Au Nord, sur des photos par satellite, on peut distinguer au moins cinq points d’entrés dans la clôture. Le long de la frontière « Est », les forces israéliennes se sont postées un temps, avec armes et matériel, à proximité du point de passage d’Erez et autour de Beit Hanoun. Plusieurs tanks Merkava ont d’ailleurs été aperçus au nord de Beit Hanoun.
Manœuvre en piston
Dans la matinée du mardi 31 octobre, l’armée israélienne avait déjà fait état de « plusieurs confrontations armées avec des cellules terroristes, qui selon l’armée, ont tiré à l’arme automatique et ont lancé des missiles antichars ». La veille, elle avait aussi évoqué la mort de « dizaines » de combattants palestiniens. Une information toujours invérifiable de sources indépendantes. Un porte-parole de l’armée israélienne assurait, dans son point presse quotidien, que l’action de l’armée restait focalisée sur le nord, considéré a-t-il dit, comme « le centre de gravité du Hamas ». Depuis le ciel, les autres secteurs de Gaza sont toujours bombardés. Les infrastructures et les chefs du mouvement armé palestinien, sont visés lors de frappes aériennes quotidiennes.
L’armée israélienne a reconnu, dans la soirée du 31 octobre, avoir bombardé le camp de réfugiés de Jabalia au nord de Gaza-Ville. « Il y avait un commandant très haut placé du Hamas dans cette région », a déclaré à la télévision américaine CNN le lieutenant Richard Hecht. De son côté, le ministère de la Santé palestinien à Gaza, dirigé par le Hamas, a déclaré que cette frappe avait tué au moins 50 personnes.

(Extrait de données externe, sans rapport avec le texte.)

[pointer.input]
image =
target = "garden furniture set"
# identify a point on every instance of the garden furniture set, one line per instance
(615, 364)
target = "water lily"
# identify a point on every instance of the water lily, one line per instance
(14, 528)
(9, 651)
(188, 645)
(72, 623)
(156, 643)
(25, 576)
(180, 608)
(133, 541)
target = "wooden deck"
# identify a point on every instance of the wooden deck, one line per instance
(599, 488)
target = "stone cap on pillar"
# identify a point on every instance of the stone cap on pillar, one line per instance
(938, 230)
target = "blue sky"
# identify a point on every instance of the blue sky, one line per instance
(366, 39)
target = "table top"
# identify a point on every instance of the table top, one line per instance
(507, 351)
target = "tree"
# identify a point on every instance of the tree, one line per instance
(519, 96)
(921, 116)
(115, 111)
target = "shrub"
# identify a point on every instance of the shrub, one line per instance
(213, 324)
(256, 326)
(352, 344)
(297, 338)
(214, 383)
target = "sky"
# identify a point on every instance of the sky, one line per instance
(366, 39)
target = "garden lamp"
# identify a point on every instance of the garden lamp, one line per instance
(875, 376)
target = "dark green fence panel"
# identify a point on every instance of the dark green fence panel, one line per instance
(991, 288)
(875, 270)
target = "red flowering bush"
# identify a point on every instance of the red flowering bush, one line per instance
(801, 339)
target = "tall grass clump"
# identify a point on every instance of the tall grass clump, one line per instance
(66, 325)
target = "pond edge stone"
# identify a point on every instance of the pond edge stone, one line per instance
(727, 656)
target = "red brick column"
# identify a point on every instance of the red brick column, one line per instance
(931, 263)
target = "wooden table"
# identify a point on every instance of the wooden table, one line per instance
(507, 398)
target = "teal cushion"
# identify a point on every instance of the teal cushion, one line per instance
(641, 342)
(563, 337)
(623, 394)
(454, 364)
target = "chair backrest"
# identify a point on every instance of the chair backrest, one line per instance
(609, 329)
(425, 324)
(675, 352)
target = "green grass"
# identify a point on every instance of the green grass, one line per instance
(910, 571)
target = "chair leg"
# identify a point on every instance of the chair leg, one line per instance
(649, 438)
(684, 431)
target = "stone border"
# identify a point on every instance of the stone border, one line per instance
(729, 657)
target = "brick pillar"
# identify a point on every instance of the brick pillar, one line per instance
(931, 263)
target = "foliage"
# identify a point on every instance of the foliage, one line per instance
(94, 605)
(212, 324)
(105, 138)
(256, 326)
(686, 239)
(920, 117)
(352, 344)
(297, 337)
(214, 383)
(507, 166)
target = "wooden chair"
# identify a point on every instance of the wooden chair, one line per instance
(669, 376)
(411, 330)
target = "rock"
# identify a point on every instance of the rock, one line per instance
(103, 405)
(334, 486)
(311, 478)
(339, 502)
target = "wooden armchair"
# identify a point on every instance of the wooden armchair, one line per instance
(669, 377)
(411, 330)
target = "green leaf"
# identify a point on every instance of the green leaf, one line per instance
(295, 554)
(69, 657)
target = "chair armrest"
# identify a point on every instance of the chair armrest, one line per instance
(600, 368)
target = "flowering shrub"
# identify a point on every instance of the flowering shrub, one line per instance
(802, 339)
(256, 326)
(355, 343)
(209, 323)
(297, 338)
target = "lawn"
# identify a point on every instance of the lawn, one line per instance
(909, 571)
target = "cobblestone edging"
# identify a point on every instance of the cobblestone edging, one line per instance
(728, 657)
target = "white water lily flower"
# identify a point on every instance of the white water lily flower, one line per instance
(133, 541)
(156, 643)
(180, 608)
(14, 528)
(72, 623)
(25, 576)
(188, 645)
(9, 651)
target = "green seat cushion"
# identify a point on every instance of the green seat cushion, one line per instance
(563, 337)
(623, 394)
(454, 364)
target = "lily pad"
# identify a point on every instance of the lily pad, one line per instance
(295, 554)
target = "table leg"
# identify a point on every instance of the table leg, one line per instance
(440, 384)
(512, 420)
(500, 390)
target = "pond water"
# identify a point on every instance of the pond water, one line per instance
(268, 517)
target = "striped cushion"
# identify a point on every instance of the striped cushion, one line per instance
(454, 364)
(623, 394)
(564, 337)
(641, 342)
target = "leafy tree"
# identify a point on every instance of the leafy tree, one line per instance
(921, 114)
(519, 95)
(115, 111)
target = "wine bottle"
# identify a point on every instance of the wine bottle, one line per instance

Objectif « Hôpital Shifa » ?
L’armée israélienne insiste sur la présence de « caches » du Hamas accessibles par des tunnels et assure que le mouvement armé dispose d’un complexe militaire sous le principal hôpital de la Gaza : l’hôpital Shifa. Elle a même diffusé des images créées de toutes pièces par ordinateur, et montrant un centre de commandement du Hamas afin d’appuyer ses propos. Cela semble accréditer l’idée, selon laquelle, l’hôpital serait la principale cible de l’armée israélienne. Étant donné que le bombarder serait contraire au droit des conflits armés, elle devra peut-être progresser, avec des unités spéciales à pied, jusqu’aux sous-sols de l’établissement pour préserver des vies civiles en opérant de manière plus légère.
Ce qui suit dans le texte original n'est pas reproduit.